Jurgen, his father, and several other fishermen and their managers inhabited the same hut; Martin lived in the next one.
One of the girls, whose name was Else, had known Jurgen from childhood; they were glad to see each other, and were of the same opinion on many points, but in appearance they were entirely opposite; for he was dark, and she was pale, and fair, and had flaxen hair, and eyes as blue as the sea in sunshine.
As they were walking together one day, Jurgen held her hand very firmly in his, and she said to him:
"Jurgen, I have something I want to say to you; let me be your manager, for you are like a brother to me; but Martin, whose housekeeper I am—he is my lover—but you need not tell this to the others."

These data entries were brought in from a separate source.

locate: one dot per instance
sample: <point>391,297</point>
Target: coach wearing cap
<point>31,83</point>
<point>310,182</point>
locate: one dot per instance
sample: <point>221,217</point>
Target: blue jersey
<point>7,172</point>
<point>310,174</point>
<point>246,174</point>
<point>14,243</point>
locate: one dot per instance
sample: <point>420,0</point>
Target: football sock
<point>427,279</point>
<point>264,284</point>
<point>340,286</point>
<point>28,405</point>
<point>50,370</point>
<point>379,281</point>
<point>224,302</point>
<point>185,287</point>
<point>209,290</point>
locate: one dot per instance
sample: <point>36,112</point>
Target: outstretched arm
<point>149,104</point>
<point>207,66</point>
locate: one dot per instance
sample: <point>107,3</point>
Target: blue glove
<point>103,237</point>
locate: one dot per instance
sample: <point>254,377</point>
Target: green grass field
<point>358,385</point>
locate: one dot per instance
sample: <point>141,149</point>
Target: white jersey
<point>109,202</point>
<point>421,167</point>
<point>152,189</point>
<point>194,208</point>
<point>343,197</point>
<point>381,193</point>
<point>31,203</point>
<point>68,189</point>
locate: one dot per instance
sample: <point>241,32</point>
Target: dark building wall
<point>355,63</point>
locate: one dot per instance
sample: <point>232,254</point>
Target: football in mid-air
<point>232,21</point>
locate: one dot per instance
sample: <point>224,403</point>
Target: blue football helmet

It seemed to Jurgen as if the loose sand was giving way under his feet. He did not speak a word, but nodded his head, and that meant "yes." It was all that was necessary; but he suddenly felt in his heart that he hated Martin, and the more he thought the more he felt convinced that Martin had stolen away from him the only being he ever loved, and that this was Else: he had never thought of Else in this way before, but now it all became plain to him.
When the sea is rather rough, and the fishermen are coming home in their great boats, it is wonderful to see how they cross the reefs. One of them stands upright in the bow of the boat, and the others watch him sitting with the oars in their hands. Outside the reef it looks as if the boat was not approaching land but going back to sea; then the man who is standing up gives them the signal that the great wave is coming which is to float them across the reef. The boat is lifted high into the air, so that the keel is seen from the shore; the next moment nothing can be seen, mast, keel, and people are all hidden—it seems as though the sea had devoured them; but in a few moments they emerge like a great sea animal climbing up the waves, and the oars move as if the creature had legs. The second and third reef are passed in the same manner; then the fishermen jump into the water and push the boat towards the shore—every wave helps them—and at length they have it drawn up, beyond the reach of the breakers.
A wrong order given in front of the reef—the slightest hesitation—and the boat would be lost.